MORREN George

TETE DE FILLETTE

Oil on canvas: 30.8 x 30.8 cm / 12.1 x 12.1 ins
Signed and dated '1904' upper right; Signed, titled 'Tête de fillette', dated '1904', inscription '20 / 1-2' and two exhibition labels on the reverse

Impressionist painter of figures, landscapes, still lifes and flowers; draughtsman and pastellist.

George Morren was a pupil of Emile Claus and of the Antwerp Academy. He frequented the studios of Alfred Roll, Eugène Carrière and Pierre Puvis de  Chavannes in Paris.

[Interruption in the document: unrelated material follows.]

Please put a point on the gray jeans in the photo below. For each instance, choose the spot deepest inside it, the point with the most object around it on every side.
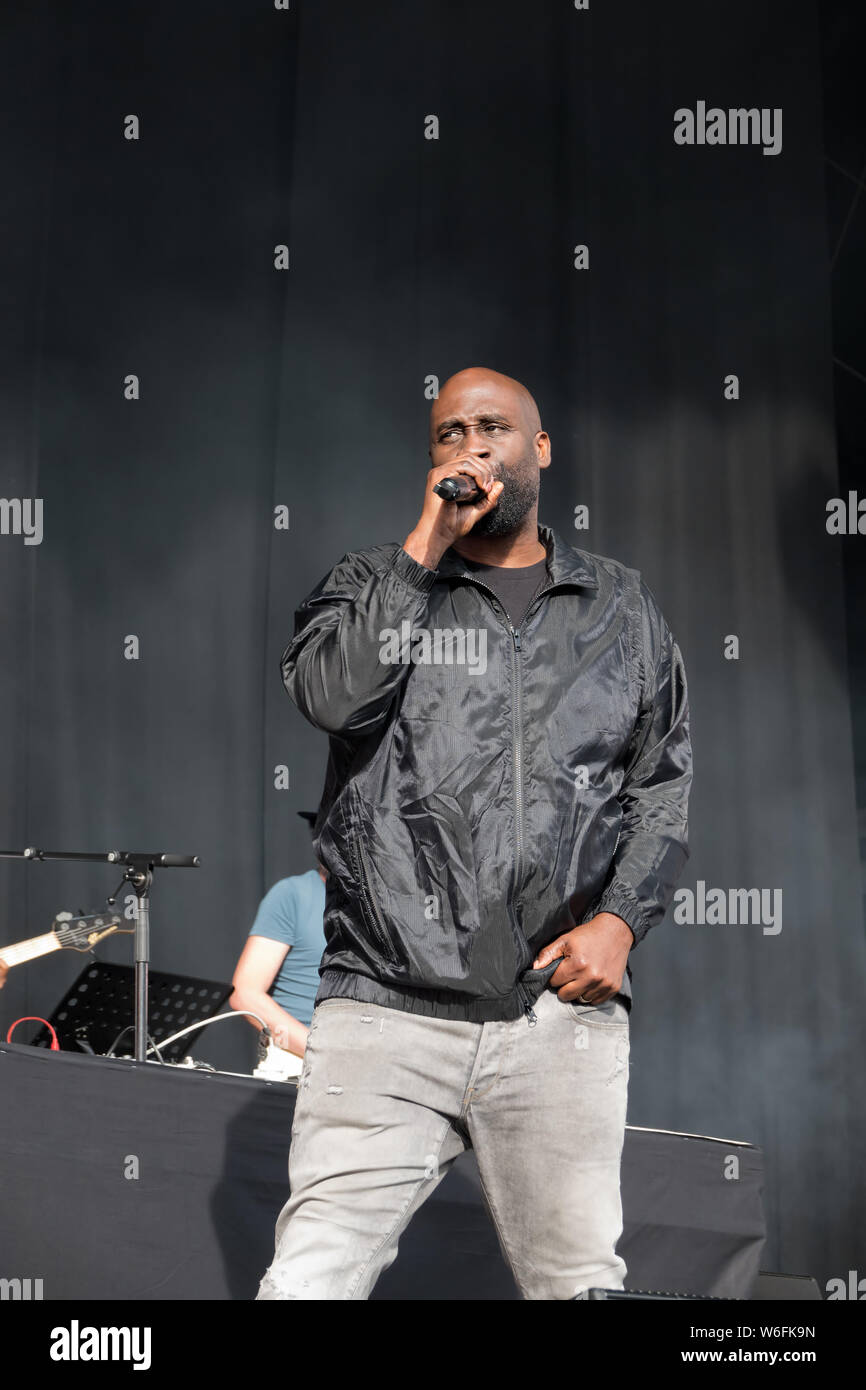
(388, 1100)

He worked in France and Italy.

Morren was a founding member of “l’Assocation pour l’Art” and “De Eenigen” and in 1904 he founded the art circle “Vie et Lumière”.

In 1926, the Giroux Gallery organized a retrospective of his works, which was followed, in 1931 and 1942, by one in the Brussels Museum of Fine Arts.

There are two exhibition labels on the reverse of this painting: one of the Musée Félicien Rops in Namur (08/04 – 18/06/2000) and one of the Fine Arts Museum of Ostend (08/07 – 31/08/2000).

Period:
Ekeren (Antwerp) 1868 - Brussels 1941
Belgian School

Exhibitions:
Antwerp - Brussels - Liège - Paris

Literature:
T. Calabrese, "George Morren; 1868 - 1941", Pandora 2000, illustration p. 89.